The International Atomic Energy Agency has released a report praising Libya for its cooperation in reporting on its discontinued secret atomic-weapons program. The agency says it needs more information on the suppliers of nuclear equipment.

IAEA spokeswoman Melissa Fleming says the seven-page report was prepared by the head of the IAEA, Mohamed ElBaradei, in advance of a 35-member board meeting in Vienna next month.

"He has been working intensively with officials associated with the nuclear weapons program, to primarily determine the origins of its nuclear weapon program, which was based, which was all imported from abroad, from the nuclear black market," she said.

Tripoli kept its nuclear weapons program secret from the world for years, but late last year, declared it would abandon its ambitions and open facilities to international inspectors.

Centrifuge parts and enrichment processing equipment were removed from Libya and taken to the United States, where the IAEA is making a full inventory.

The IAEA investigations are probing the global black market network headed by top Pakistani scientist Abdul Quadeer Khan.

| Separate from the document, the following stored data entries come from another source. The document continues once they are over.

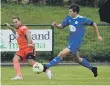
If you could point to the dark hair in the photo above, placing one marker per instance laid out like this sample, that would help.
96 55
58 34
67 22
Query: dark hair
74 7
15 17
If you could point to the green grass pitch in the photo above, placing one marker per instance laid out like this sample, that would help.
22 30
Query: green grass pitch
62 75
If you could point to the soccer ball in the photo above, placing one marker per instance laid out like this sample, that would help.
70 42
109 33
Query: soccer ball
38 68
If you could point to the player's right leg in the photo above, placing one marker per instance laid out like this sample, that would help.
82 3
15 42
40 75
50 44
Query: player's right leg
85 63
55 61
17 68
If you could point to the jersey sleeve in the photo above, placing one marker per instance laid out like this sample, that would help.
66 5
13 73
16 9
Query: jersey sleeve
25 29
87 21
65 22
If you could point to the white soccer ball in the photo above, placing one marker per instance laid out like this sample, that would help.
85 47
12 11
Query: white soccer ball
38 68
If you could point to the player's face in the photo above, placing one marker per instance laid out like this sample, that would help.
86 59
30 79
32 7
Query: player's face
16 22
72 13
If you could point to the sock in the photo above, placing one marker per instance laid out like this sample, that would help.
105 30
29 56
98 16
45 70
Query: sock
54 62
17 68
33 62
86 64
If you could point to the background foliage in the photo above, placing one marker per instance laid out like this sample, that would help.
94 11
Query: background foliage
92 49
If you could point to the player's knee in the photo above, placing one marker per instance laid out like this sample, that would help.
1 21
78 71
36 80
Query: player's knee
77 59
61 54
30 56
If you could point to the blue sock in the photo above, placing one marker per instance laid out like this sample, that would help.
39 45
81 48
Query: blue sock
56 60
86 64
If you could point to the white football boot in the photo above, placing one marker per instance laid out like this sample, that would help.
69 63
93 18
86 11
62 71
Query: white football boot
49 73
17 78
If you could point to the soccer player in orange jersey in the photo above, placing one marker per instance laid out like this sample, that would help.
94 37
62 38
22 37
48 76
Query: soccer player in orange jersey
26 47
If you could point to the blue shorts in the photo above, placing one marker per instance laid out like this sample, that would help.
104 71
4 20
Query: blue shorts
74 46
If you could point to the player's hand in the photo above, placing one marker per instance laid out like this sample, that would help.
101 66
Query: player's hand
100 38
8 25
32 45
54 24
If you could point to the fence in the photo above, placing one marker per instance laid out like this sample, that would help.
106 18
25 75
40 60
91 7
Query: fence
94 52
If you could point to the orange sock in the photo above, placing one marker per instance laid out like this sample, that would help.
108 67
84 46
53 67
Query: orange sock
33 62
17 68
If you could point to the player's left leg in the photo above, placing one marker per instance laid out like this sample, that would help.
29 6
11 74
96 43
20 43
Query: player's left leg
31 61
17 68
85 63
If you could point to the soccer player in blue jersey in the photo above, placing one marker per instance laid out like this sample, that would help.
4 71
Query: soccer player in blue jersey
76 25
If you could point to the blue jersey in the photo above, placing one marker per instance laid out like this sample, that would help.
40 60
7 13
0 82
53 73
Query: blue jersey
76 26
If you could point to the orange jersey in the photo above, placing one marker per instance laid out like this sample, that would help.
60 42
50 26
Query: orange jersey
21 36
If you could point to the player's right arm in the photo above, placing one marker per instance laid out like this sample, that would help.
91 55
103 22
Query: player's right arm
12 29
57 25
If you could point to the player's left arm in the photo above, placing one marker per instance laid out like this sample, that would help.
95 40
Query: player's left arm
97 31
29 40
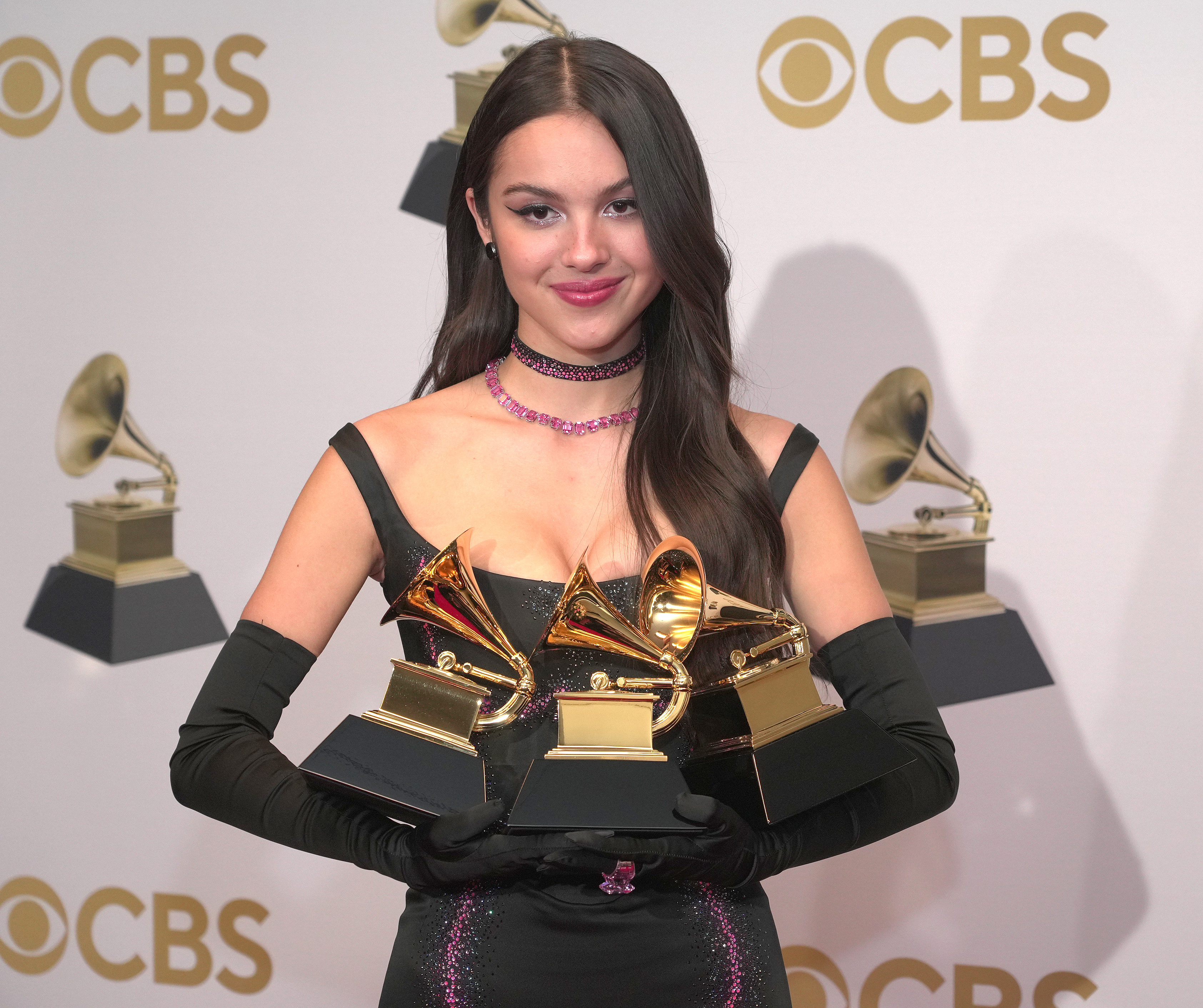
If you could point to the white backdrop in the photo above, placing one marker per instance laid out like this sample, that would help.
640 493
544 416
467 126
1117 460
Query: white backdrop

The IAEA says several countries are co-operating with the agency, but progress is slow. It wants Libya to provide additional documents on nuclear material imported, and says it needs information on the supplier of weapons design.

The agency generally praised Libya's co-operation with inspectors, and confirmed that much information provided is consistent. But the IAEA says results of some sampling are still being analyzed. It is investigating the sources of contamination on centrifuges, and says it needs to take independent samples in the country of origin.

The U.N. nuclear watchdog agency said in its report that centrifuge drawings from Libya show similarities with components found by inspectors in Iran.

The agency's board of governors will meet in mid-September to discuss Iran's nuclear energy activities suspected by Washington of providing a cover for a secret nuclear weapons program. Tehran has denied it has plans to develop atomic weapons.